Google can’t crawl URLs blocked in your robots.txt file, which usually results in them not showing up in search results.
If you’ve submitted your sitemap via Google Search Console, it should alert you about issues related to this. Go to the “Coverage” report and look for “Submitted URL blocked by robots.txt” errors.
Once again, that only works if Google has already attempted to crawl the URLs in your sitemap. If you only recently submitted this, then that may not yet be the case.
If you prefer not to wait, you can check manually. Just head to yourdomain.com/robots.txt.
You should see a file like this:
What you don’t want to see here is this piece of code…
Disallow: /
.… under any of these user-agents:
User-agent: *
User-agent: Googlebot
Why? Because it blocks Google from crawling all the pages on your site.
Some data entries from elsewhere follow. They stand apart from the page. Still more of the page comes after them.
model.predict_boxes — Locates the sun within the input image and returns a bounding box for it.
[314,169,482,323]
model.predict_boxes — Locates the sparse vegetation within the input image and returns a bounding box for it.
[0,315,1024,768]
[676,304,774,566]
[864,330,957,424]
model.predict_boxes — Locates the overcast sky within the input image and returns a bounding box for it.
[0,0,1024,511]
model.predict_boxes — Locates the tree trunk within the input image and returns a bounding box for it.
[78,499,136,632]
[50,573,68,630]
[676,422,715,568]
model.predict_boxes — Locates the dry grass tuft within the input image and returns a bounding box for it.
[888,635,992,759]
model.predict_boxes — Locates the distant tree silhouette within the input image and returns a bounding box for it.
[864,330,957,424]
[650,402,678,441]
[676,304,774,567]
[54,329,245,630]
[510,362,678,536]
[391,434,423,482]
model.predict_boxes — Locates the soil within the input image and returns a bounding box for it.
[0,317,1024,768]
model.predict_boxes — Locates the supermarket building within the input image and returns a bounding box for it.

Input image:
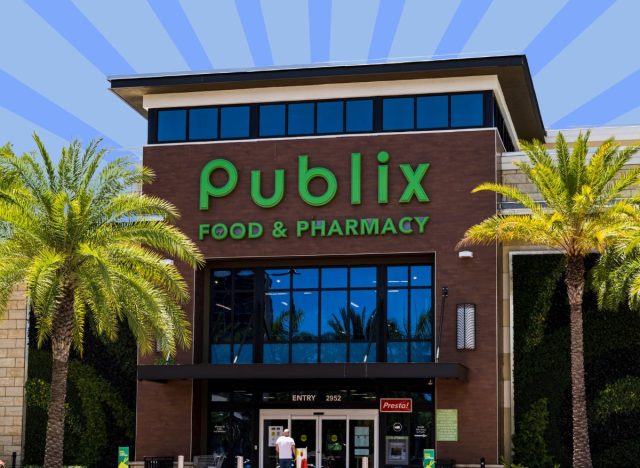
[110,56,608,468]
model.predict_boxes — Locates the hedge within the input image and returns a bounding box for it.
[24,314,136,467]
[513,255,640,467]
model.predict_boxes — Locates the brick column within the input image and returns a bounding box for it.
[0,286,27,466]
You also don’t want to see a “Disallow” directive for any important content.
For example, this Disallow rule would prevent Google from crawling all the posts on our blog.
Disallow: /blog/
Remove any directives blocking content that you want to show up on Google.
Robots.txt files can be complicated, and they’re easy to mess up. If you feel that yours may be preventing pages from showing up on Google, and you don’t know much about this file, hire an expert to fix it.
4. You don’t have enough high-quality backlinks
Even if nothing is stopping Google from finding your page, you still need to “prove” to them that it deserves to rank.
While there are hundreds of factors at play in Google’s algorithm, the number of backlinks from unique websites to a page seems to be a strong one. We’ve found this time and time again in correlation studies.
If the web pages ranking above you have way more backlinks, then this could be part of the reason you’re not showing up in Google.
To see the number of unique websites (referring domains) linking to your page, paste your URL into Site Explorer or our free backlink checker.
Google ranks web pages, not websites. While it may be the case that you want to rank your homepage for a specific keyword, it’s important to make sure to look at the number of referring domains to that page, not your site as a whole.
Next, go to Keywords Explorer, search for your target keyword, then scroll down to the SERP overview. Here, you’ll see the current top-ranking pages and SEO metrics for each of them.
Skim the “Domains” column to see how many unique websites link to each page.
Consider building more backlinks if your page falls short.